I had a bit of a revelation the other day. Natasha and I had gone to pick up food to bring to a small dinner party, although it wasn’t a very formal occasion. She, on a lark, decided to grab one of those ridiculous celebrity tabloid-type magazines to read in the car on the way over.
The cashier, who looked to be somewhere between her mid forties and fifties, reacted with much excitement, and started talking to Natasha about some of the celebrities mentioned on the cover. None of this would have been very interesting, until I hear her start defending one of them. She said that it “wasn’t fair” that they were treating the celebrity “like that”, and that “she’s too good for that”. As if she knew her.

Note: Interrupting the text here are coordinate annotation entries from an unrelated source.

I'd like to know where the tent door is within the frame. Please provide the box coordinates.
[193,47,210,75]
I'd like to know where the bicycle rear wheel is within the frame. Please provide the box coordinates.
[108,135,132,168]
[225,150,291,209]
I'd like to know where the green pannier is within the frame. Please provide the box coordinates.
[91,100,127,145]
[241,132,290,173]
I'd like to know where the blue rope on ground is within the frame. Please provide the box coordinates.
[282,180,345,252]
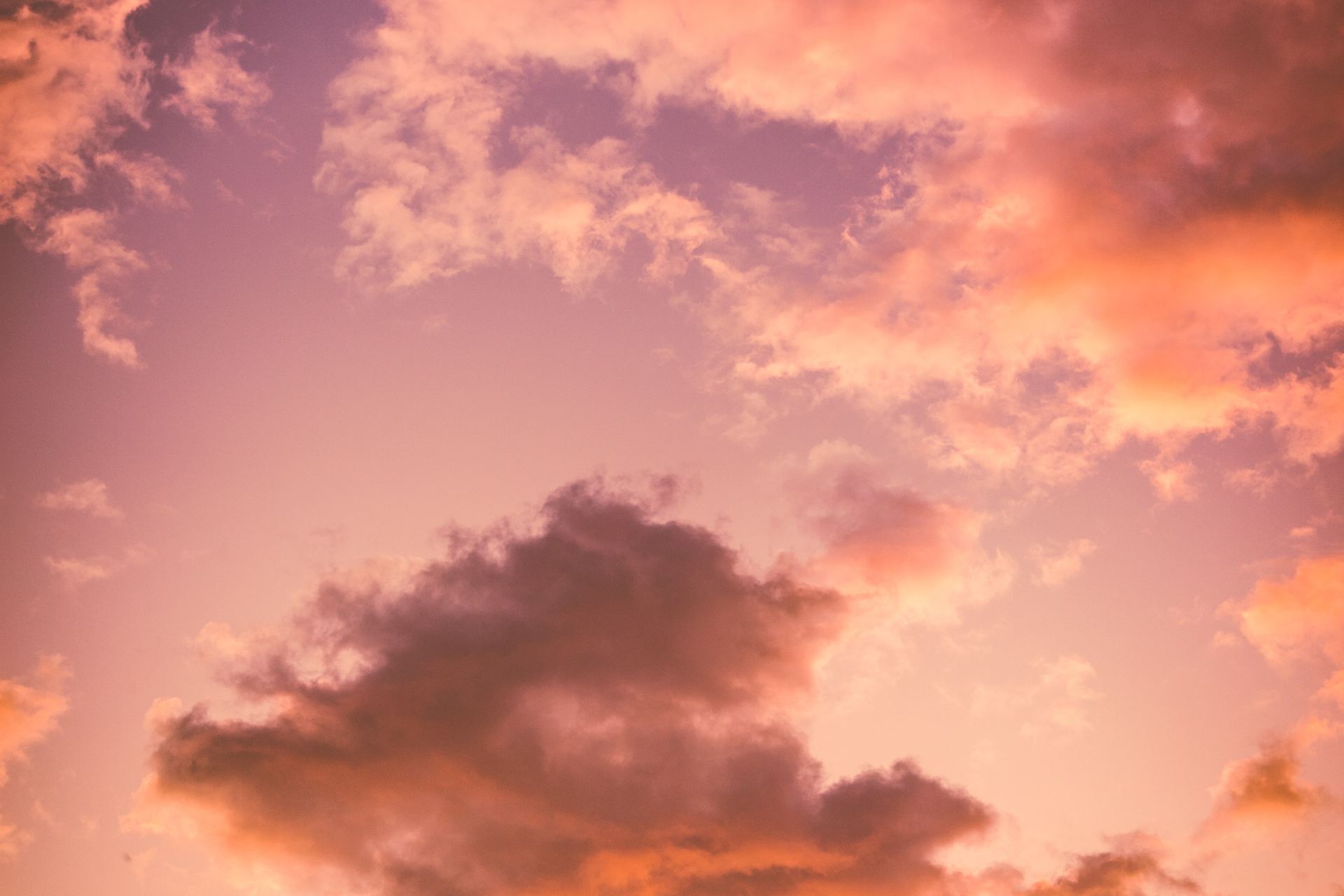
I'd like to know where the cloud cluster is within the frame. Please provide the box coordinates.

And something that has made a lot of sense to a lot of other people finally clicked in my head. A forty to fifty year old woman working a dead end cashiering job in the middle of nowhere doesn’t have anything to look forward to, and probably won’t ever attain any measure of fame and fortune. But by living vicariously through the glossy images in the impulse purchase area, she gets to feel as though she has some great connection. I used to think that welfare and Jerry Springer were our modern day bread and circus combination, but maybe that’s not it.
When you feel that you’re part of something bigger than yourself, you have some sort of purpose, and that the Universe is a sane, fair and rational place. You ignore poverty, poor health, overwork and stress, and instead focus on a place where the Universe revolves around you. Not exactly a “Total Perspective Vortex“, if you catch my drift. Maybe it’s just as much a way of getting by as betting the house on a better afterlife, or blowing all of your spare change on lottery tickets. I can’t exactly complain about it, since I think the perception of happiness trumps the reality of misery almost every time.
Pass the remote control, I’m tired of this station.